Each shifted column lines up a past value with the current row, so a row contains “what happened today” along with “what happened a week ago.”

Trade-offs

A few decisions shape what you can do.

  • Naive datetimes vs timezone-aware. Naive (tz=None) is simple but ambiguous around DST. Aware (tz="UTC" or another zone) is unambiguous but adds bookkeeping.
  • Resampling labels. closed="left" vs closed="right" and label="left" vs label="right" change which timestamp represents the bucket. Pick one convention and stick to it.
  • Forward fill vs interpolate. ffill carries the last known value; interpolate fills smoothly between known points. The right choice depends on whether the metric is a level (price) or a flow (count).
  • Window functions are not vectorized in all cases. A rolling(...).apply(custom_func) falls back to a Python loop. Use built-in rolling aggregations when possible.
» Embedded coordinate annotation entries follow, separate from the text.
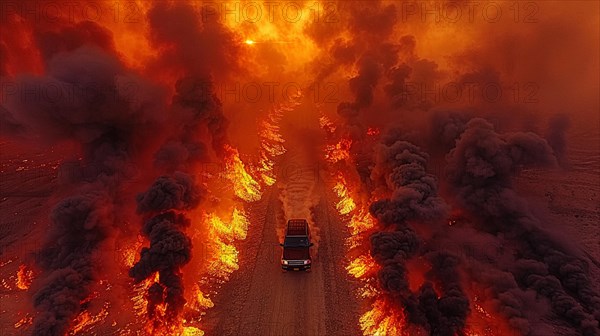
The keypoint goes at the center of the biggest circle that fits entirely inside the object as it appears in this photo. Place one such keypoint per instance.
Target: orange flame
(24, 277)
(244, 185)
(271, 145)
(382, 320)
(339, 151)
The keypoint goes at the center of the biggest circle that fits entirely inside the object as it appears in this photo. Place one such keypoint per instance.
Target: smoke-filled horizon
(172, 121)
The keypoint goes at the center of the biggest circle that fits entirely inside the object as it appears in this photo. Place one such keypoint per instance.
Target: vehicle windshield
(295, 242)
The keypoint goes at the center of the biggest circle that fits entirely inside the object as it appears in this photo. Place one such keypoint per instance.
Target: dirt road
(260, 299)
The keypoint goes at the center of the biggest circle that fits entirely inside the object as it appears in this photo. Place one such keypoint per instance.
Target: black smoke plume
(170, 248)
(401, 169)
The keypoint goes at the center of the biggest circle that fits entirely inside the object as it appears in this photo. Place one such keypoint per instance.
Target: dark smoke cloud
(400, 167)
(89, 105)
(79, 225)
(170, 248)
(481, 168)
(177, 192)
(201, 108)
(557, 137)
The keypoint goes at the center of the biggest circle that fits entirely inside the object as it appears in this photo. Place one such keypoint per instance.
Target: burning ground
(448, 169)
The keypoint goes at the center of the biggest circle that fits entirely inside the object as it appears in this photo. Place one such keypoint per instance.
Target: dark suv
(296, 252)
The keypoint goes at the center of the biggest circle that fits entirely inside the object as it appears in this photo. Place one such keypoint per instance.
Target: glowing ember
(244, 186)
(191, 331)
(346, 203)
(373, 131)
(27, 320)
(24, 277)
(361, 266)
(84, 321)
(339, 151)
(327, 125)
(382, 320)
(222, 234)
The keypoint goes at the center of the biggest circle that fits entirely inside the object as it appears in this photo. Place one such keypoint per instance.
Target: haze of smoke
(169, 250)
(103, 121)
(481, 168)
(166, 193)
(400, 168)
(557, 137)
Timezone bugs are the silent killer. A pipeline that mixes UTC and local timestamps will be wrong by hours, twice a year, in ways that are easy to miss.

Practical Tips

  • Always set a DatetimeIndex first. The API is built around it. Working with a datetime column is much clunkier.
  • Store timestamps in UTC. Convert to local time only for display. This eliminates DST and ambiguity.
  • Use pd.to_datetime(..., utc=True) when parsing. It returns a UTC-aware series from mixed inputs.
  • Sort the index before resampling or rolling. Operations assume monotonic time.
  • Use asfreq to make a series regular before computing rolling features. Irregular series produce misleading windows.
  • Pick offset aliases carefully. M is month-end, MS is month-start, W defaults to Sunday-anchored weeks. Mismatches cause silent shifts.
  • Watch for partial buckets at the edges. The last incomplete week or month often produces an outlier. Trim or flag it.
  • Test DST-sensitive logic explicitly. Generate a few timestamps around a known transition and verify the resampling behavior.

For very large time series, df.set_index("ts").sort_index() once at load time pays back many times in resample and slice speed.

Wrap-up

Time series work in pandas is genuinely pleasant when the index is correct, the timezone is explicit, and you stick to the three core verbs: resample, rolling, shift. Combine those with date-based slicing and you can build dashboards, monitoring rollups, and forecasting features without leaving pandas. Take the time to get the index and timezone right at ingest, and every downstream analysis becomes easier.